Les entreprises, et tout particulièrement les PME, n’ont plus que jusqu'au 1er février 2014 pour se conformer à Sepa, le nouveau standard européen en matière de virements et de prélèvements. Passé ce délai, les opérations réalisées au format national seront refusées par les banques, ce qui représentera un sérieux risque opérationnel pour les entreprises.
Il n'y a pas le feu au lac, mais presque. Ce lundi 23 septembre, Pierre Moscovici, ministre de l'Economie et des finances, et Christian Noyer, gouverneur de la Banque de France, se sont fendus d'une conférence de presse commune sur le thème a priori peu glamour de l'espace unique de paiements en euros, Sepa (Single Euro Payments Area).
Les deux hommes ont lancé "un appel à la mobilisation générale" des entreprises, et plus particulièrement des PME, pour que celles-ci "procèdent aux investissements nécessaires au passage à Sepa."

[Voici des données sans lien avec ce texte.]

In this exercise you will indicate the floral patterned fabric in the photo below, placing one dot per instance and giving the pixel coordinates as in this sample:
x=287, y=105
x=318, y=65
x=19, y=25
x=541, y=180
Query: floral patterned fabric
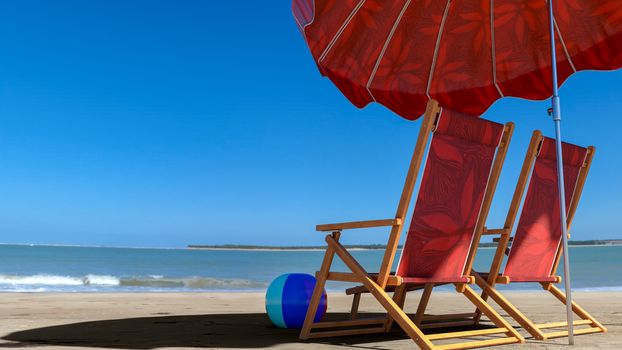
x=465, y=54
x=450, y=197
x=539, y=232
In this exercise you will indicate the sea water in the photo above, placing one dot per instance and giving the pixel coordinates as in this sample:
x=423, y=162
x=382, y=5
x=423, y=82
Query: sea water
x=34, y=268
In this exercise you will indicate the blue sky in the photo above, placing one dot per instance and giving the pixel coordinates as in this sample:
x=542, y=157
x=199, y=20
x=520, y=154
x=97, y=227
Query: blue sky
x=163, y=123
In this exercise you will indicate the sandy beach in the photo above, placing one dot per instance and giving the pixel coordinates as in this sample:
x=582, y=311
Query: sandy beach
x=238, y=321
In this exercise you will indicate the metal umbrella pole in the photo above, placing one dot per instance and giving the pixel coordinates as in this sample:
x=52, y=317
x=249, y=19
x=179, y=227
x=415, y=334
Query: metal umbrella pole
x=557, y=119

C'est qu'il y a urgence : le 1er février 2014, les entreprises et les administrations devront avoir adopté ce nouveau standard européen en matière de virements et de prélèvements, qui s'inscrit dans le prolongement du passage à l'euro.
Un risque pour l'activité des entreprises
Passé ce délai, les opérations encore effectuées dans les formats nationaux seront tout simplement refusées par les banques. D'où un véritable "risque opérationnel" pour les entreprises, a souligné Pierre Moscovici. En clair, les sociétés retardataires ne seraient plus en mesure de payer leurs salariés, leurs fournisseurs, pas plus qu'elles ne pourraient recevoir les paiements de leurs clients.
"Les entreprises bénéficient de l'assistance des banques, des experts-comptables, des organisations professionnelles telles que le Medef et la CGPME et des chambres de commerce et d'industrie", a renchéri Pierre Moscovici.
La BCE estime à 123 milliards d'euros les économies réalisées grâce à Sepa
Pierre Moscovici a donc joué sur la corde sensible du "renforcement de la compétitivité des PME, de la baisse des coûts et des formalités" engendrés par la migration vers Sepa, pour tenter de convaincre les entreprises de mettre le turbo.
De fait, les sociétés qui réalisent une part importante de leur activité à l'étranger n'auront plus à ouvrir des comptes bancaires dans chaque pays pour régler leurs fournisseurs ou pour être payées par leurs clients. La Banque centrale européenne (BCE) estime ainsi à 123 milliards d'euros le montant total des économies que les entreprises réaliseront grâce à Sepa.
En tout état de cause, crise ou pas crise, les PME n'ont pas le choix, et, surtout, plus le temps. "Si toutes les entreprises décident de migrer vers Sepa dans les 15 jours précédant le 1er février 2014, les banques et les éditeurs de logiciels seront débordés, et il n'y aura pas de session de rattrapage", prévient Christian Noyer.